Why Fighting Alcoholism Doesn’t Work

It’s a pervasive cultural message that if you want something and it’s really worth it, you need to fight for it. Pain and struggle are simply a necessary part of the game. If it’s simple, it probably isn’t real.

We carry this message into our attempts to get sober. We think that fighting alcoholism means we just have to work harder, or find the pattern of drinking that will keep us from getting drunk, or exert a lot more willpower. And we try, and then we try harder. But if we are truly alcoholics, the result, each and every time, is failure. We are left defeated, demoralized and despairing.

That’s because fighting doesn’t work. Alcoholism is an impossible foe, a disease. It isn’t your weakness that is to blame. Just as we wouldn’t blame people who have cancer for not having enough willpower to cure themselves, we shouldn’t lay blame upon ourselves or other addicts for being unable to get over addiction. This kind of mindset is shaming and it doesn’t promote sobriety or recovery in any way.

One of the most important things to learn in Christian recovery is that we are no longer fighting alcoholism. God is fighting for us. On our own, we cannot heal from this disease, but with God, sobriety and recovery are no longer elusive possibilities; they become realities.

A 12-Step model of addiction treatment presents the first of many paradoxes with Step 1: Admitted we were powerless over alcohol and that our lives had become unmanageable. Many of us will have a hard time with this admission. Usually the reason is pride; we don’t want to admit we couldn’t fix the problem on our own. For others it is fear; we can’t imagine how we’ll manage without alcohol and we’d rather not even find out. Others will be terrified of this admission; if we’ve lost control over our drinking, what other areas of life may be spinning out of control? Many will persist in denial, unable to see or admit there is a problem at all.

This is the central paradox of recovery and it flies in the face of everything we have learned about personal strength, willpower and choice. We are conditioned to believe that if we lay down our weapons and wave the white flag, we’ll be utterly overcome by our enemy. We’ll lose the battle entirely.

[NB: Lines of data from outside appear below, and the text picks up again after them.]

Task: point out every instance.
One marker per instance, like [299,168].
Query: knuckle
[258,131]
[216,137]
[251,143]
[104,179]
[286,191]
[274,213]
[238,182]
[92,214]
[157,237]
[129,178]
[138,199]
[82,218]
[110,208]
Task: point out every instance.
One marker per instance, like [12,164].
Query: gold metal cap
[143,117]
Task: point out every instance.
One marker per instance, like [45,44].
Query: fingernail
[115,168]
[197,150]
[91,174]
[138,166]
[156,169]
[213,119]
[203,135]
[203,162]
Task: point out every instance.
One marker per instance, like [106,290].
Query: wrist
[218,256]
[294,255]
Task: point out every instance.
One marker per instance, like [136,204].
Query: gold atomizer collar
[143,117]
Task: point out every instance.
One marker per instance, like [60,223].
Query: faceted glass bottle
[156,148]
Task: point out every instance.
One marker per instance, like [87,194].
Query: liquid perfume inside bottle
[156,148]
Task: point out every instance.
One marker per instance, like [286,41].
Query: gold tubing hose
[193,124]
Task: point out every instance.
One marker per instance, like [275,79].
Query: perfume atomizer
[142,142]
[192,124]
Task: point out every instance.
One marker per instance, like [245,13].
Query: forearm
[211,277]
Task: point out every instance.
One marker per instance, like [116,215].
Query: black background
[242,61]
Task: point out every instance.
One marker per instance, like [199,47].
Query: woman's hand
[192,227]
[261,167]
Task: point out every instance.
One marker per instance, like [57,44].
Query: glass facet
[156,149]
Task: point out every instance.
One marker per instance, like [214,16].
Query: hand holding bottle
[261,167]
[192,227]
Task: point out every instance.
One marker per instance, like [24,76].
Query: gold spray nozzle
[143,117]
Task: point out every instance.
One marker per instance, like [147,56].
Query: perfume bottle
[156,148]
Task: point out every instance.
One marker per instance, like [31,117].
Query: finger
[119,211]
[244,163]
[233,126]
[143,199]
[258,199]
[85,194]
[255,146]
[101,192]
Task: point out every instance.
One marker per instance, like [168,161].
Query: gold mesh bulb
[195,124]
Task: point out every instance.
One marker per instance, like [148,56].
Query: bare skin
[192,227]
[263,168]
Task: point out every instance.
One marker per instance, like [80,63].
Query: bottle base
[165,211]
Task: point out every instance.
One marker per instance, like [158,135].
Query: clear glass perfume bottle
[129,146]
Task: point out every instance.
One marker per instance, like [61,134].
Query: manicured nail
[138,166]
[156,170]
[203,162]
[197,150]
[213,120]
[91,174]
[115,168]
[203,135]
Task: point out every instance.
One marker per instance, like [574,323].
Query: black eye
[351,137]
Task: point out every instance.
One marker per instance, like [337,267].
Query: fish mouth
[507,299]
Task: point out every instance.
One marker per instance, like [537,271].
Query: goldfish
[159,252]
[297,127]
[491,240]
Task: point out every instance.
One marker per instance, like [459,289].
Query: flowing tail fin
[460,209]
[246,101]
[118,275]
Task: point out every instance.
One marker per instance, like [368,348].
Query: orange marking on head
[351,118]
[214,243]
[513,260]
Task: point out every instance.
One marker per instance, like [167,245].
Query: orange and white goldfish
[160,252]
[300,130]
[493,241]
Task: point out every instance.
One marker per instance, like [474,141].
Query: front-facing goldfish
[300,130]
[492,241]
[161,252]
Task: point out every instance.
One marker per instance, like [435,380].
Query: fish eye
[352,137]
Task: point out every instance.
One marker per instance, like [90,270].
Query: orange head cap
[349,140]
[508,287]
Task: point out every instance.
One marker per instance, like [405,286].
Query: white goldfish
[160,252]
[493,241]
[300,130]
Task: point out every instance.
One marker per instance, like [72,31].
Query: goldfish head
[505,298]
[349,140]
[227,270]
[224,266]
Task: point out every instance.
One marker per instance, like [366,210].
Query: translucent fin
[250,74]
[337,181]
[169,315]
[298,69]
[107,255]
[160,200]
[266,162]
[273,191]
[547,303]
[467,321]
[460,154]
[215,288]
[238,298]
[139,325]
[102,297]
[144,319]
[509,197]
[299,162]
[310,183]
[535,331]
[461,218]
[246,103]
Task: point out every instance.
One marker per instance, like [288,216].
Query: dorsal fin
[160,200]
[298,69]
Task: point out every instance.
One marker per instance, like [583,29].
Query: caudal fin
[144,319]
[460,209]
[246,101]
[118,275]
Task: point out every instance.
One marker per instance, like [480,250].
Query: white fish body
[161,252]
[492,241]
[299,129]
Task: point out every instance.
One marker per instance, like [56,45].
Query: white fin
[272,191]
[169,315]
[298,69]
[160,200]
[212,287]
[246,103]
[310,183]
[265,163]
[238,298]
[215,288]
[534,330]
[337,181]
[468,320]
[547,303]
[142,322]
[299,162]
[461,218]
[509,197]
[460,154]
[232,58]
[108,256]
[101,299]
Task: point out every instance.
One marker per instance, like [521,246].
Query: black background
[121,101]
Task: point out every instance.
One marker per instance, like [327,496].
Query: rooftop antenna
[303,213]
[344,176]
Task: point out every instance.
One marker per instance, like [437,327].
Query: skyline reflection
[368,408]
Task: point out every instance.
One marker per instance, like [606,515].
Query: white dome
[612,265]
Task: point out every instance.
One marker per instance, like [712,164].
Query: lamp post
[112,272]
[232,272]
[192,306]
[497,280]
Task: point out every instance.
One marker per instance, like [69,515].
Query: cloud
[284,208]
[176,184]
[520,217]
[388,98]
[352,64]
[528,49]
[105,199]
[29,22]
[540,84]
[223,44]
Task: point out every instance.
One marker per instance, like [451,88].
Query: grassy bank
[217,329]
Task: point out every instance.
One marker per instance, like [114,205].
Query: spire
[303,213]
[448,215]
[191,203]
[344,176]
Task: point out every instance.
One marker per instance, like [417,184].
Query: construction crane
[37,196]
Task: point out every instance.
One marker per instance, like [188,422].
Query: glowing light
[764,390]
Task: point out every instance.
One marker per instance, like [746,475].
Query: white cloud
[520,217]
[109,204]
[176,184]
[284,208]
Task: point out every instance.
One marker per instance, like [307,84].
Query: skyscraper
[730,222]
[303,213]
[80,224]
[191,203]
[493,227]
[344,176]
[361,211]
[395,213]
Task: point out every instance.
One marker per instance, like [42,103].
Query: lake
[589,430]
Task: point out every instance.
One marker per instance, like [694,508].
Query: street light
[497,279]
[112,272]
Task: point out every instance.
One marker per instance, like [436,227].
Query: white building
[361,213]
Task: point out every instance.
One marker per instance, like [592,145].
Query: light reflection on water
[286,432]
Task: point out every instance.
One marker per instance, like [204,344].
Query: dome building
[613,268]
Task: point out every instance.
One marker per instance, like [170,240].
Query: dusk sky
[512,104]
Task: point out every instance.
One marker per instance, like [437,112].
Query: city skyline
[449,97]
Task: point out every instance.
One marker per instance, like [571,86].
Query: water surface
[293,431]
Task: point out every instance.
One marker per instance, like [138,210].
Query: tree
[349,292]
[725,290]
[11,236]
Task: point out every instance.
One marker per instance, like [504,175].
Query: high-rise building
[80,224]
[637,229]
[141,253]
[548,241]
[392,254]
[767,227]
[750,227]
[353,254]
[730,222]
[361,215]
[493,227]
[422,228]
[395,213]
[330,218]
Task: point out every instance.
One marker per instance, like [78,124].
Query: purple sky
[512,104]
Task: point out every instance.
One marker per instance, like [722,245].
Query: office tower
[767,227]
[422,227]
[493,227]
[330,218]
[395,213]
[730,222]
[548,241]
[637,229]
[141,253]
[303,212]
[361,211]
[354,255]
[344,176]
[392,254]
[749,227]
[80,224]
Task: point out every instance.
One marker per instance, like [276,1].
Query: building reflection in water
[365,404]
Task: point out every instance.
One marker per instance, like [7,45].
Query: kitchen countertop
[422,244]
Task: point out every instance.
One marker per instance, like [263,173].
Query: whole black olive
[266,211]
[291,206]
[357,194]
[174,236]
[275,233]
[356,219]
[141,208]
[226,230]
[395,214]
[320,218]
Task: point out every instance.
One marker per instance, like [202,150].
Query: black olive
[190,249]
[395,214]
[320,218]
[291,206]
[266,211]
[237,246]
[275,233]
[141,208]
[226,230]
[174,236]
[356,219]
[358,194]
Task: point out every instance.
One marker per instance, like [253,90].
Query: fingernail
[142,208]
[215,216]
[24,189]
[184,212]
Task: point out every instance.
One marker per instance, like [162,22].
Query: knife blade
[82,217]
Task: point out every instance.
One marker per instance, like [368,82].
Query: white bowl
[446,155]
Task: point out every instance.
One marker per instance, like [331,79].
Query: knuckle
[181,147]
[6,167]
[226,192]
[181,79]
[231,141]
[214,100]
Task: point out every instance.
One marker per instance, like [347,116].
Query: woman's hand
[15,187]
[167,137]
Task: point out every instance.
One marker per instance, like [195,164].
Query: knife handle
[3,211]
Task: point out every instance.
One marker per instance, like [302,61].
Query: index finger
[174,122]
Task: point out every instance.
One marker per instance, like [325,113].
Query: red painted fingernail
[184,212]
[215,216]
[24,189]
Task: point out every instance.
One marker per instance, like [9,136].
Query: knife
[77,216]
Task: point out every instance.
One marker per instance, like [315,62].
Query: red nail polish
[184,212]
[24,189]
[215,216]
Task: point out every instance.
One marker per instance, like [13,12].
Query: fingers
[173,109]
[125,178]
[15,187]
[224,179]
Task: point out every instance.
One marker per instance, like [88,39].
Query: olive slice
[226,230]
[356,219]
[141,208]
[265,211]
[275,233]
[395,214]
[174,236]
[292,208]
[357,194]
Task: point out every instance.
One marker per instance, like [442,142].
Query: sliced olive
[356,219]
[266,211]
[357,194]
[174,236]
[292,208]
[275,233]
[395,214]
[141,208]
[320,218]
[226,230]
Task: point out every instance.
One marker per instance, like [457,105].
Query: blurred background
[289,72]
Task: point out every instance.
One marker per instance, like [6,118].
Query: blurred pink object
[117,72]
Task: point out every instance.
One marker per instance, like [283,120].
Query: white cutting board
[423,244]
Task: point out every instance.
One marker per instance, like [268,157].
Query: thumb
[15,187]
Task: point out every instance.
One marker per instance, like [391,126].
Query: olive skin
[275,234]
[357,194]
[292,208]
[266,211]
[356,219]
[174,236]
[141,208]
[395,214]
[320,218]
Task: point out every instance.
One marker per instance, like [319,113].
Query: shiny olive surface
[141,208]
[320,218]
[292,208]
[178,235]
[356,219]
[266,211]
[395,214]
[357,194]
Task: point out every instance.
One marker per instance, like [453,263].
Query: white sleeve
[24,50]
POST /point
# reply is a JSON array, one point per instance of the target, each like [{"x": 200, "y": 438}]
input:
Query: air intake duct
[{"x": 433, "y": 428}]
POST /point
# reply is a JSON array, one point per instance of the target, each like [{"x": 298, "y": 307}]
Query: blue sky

However, we have to look at how much headway we’re currently making as we attempt to do it our way. As scary as it can be, not to mention humbling and even humiliating, an amazing thing happens when we admit we have no power. Rather than being steamrollered by the addiction, we become open to receiving a power we had never known – that power is God.

God is always powerful to move and work – regardless of human willfulness. But He often waits until we’re ready, until we’ve come to the end of ourselves. It is then, when we cry out, when we are all too ready to admit we’ve lost the battle, that He swoops in to take the win and to carry us onward into a life of sobriety and recovery. It isn’t our fighting that does this; it is our defeat. When we embrace powerlessness we are filled with power.